Efficient Algorithms for Incremental Metric Bipartite Matching¶
Conference: ICLR 2026
OpenReview: https://openreview.net/forum?id=wnIanx0r0w
Code: https://github.com/ritesh-777/Incremental-Metric-Bipartite-Matching-Algorithm
Area: optimization
Keywords: bipartite matching, incremental algorithm, metric space, push-relabel, optimal transport, Wasserstein distance, approximation algorithm
TL;DR¶
This paper provides the first constant-factor approximation algorithm for incremental minimum-cost bipartite matching in arbitrary metric spaces. Under the setting of a fixed server set \(S\) and requests arriving online on one side, a "distance scaling hierarchy + push-relabel" framework is used to maintain an \(O(1/\delta^{0.631})\) approximate matching. The amortized update time per insertion is \(\tilde{O}(n^{1+\delta})\), and the approach is naturally parallelizable and GPU-compatible.
Background & Motivation¶
Background: Minimum-cost bipartite matching is a foundational component for machine learning, computer vision, and logistics scheduling. It serves as both a classical model for "request-server" problems (e.g., assigning taxi requests to drivers) and an equivalent form for computing the 1-Wasserstein distance \(W_1(\mu,\nu)=\inf_{\pi\in\Pi(\mu,\nu)}\int d(x,y)\,d\pi\) between two empirical distributions. In static scenarios, the Hungarian algorithm achieves an exact solution in \(O(n^3)\) time, while Agarwal & Sharathkumar (2014) provided a \(1/\delta^{0.631}\) approximation in \(O(n^{2+\delta})\) time for offline metric spaces.
Limitations of Prior Work: In reality, points often arrive dynamically. For instance, the New York taxi system handles over 300,000 requests daily, and samples in distribution shift monitoring, online learning, and fairness auditing are often streaming. Recomputing the matching from scratch for every new request is prohibitively expensive; the Hungarian algorithm requires \(\Theta(n^2)\) per update, accumulating to \(O(n^3)\) for \(n\) requests, where computation time may exceed dispatch time, causing a "queue avalanche."

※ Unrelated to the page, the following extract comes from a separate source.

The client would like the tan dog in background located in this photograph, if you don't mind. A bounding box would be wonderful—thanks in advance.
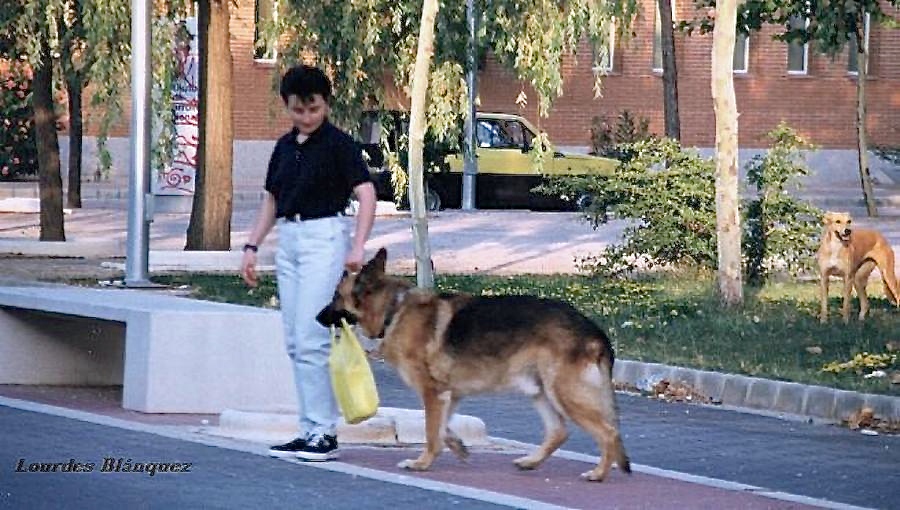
[317,248,631,481]
[818,212,900,322]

Key Challenge: Existing work on dynamic matching (e.g., Goranci et al. 2025) is almost entirely restricted to low-dimensional Euclidean spaces and assumes the number of vertices on both sides remains equal (balanced instances). Their proofs rely heavily on balance and cannot naturally generalize to one-sided arrivals or high-dimensional/general metrics (graph shortest paths, manifolds, \(L_1\), etc.). Directly applying the static algorithm of Agarwal-Sharathkumar to incremental scenarios is also infeasible, as each new request could trigger an augmenting path search traversing \(\Theta(n^2)\) edges, and their distance-scaling framework relies on a constant-factor estimate of the optimal value, which is difficult to maintain dynamically.
Goal: To answer whether a matching algorithm can be designed for one-sided insertions that is applicable to arbitrary metric spaces, features fast updates, and provides a constant-factor approximation guarantee.
Core Idea: Replace augmenting paths with push-relabel. Instead of serial execution, the \(O(\log(1/\delta))\) distance scaling levels of the static algorithm are maintained simultaneously. Each new request performs local "push" and "relabel" operations across levels rather than global augmenting path searches. Through refined amortized analysis, the update time is reduced to \(\tilde{O}(n^{1+\delta})\).
Method¶
Overall Architecture¶
The algorithm is built upon the static work of Agarwal & Sharathkumar (2014) but transforms serial level processing into "simultaneous maintenance of all levels + local push-relabel updates." The core components include: (1) An \(\mu+1\approx O(\log(1/\delta))\) level scaling metric hierarchy \(M_0,\dots,M_\mu\), where higher levels compress distances more aggressively and involve fewer points; (2) A 1-feasible partial matching \(M_i\) and dual weights \(y_i(\cdot)\) maintained at each level, from which "admissible edges" are derived; (3) A push-relabel scheduler: new requests start at level 0 seeking admissible edges for a push; if none are found, a relabel operation increases their dual. Once a dual reaches its threshold, the point is promoted to the next level until it is matched or reaches level \(\mu+2\) for final handling via the Hungarian algorithm.
flowchart TD
A["New request r arrives<br/>Duals set to 0, level=0"] --> B["At level i<br/>FIND-ADMISSIBLE-EDGE(r,i)"]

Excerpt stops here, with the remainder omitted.